Compass Box - The Spice Tree
Somewhat controversial whisky produced by the self-named whisky makers, the Compass Box Whisky Company, originally introduced in 2005, it was a result of the experiment of inserting additional French oak staves inside the casks in which it was matured. The watchful eye of the Scotch Whisky Association was quickly drawn to this new experimental whisky and found that this method is contrary to the strict rules regulating scotch whisky, and therefore, illegal. So, the Compass Box took some time and readjusted the recipe and the method, making it legal under the legal requirements and the Spice Tree was reintroduced in 2009, with second maturation in casks containing heavily toasted new French oak heads – called the hybrid casks.

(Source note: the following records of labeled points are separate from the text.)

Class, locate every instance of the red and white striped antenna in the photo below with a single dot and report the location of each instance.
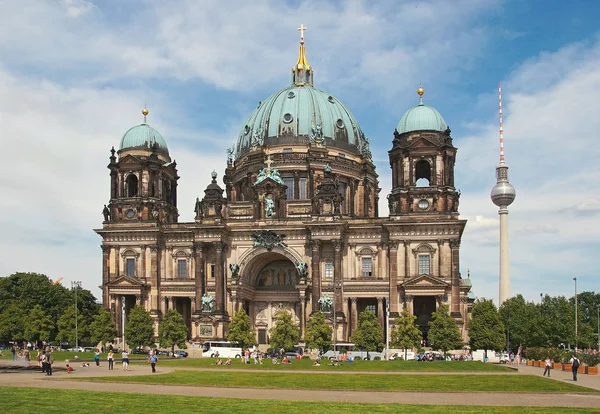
(501, 128)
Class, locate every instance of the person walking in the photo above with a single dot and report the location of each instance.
(125, 359)
(49, 362)
(97, 357)
(548, 365)
(153, 360)
(111, 359)
(575, 362)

The whisky comprises of three highland single malts: Clynelish (60%), Dailuane (20%) and Teaninich (20%). These malts are blended and are then re-casked and matured additionally in four different casks types: your standard first-fill American standard barrels and three special hybrid casks each charred to a different level in order to impair vanilla, infrared and high mocha toast levels, as well as. After additional ageing of two years, in these barrels, the Spice Tree is ready to bloom in your glasses.
Nose: Seductively sweet, rich and velvety. With the addition of water cappuccino and coffee, notes emerge.
Palate: Dried fruits and fruitcake. Whiffs of apple chips and bananas. Cappuccino and coffee. Very waxy and thick – hello there Clynelish! Massive honey flavour, like eating a spoonful of honey with grated ginger. After a while, I started to recognize some chocolatey and buttery notes. Spicy notes appear towards the end – I can` t pinpoint the exact aroma, maybe nutmeg comes closest.
Finish: Fresh spiciness – it’s that ginger again but it’s not coated in honey. Very rich and lasting.
Mixology: I haven’t tried it in cocktails but I think it would be a killer with some ginger-based cocktails or classics like Manhattan. I did try it with some water – I wasn’t conservative about it either, so I mixed to almost half and half, and I have to say it handles the water very well – the distillates used in the blend are all known for their powerful “bodies”, so they are not watered down easily.
Final Verdict: Interesting and different, Spice Tree is a very carefully created whisky which will appeal to experienced whisky enthusiast and people unaccustomed to whisky alike. It isn’t too expensive so it’s a great allrounder drink that can always be stocked in your home bar. Strong recommendation.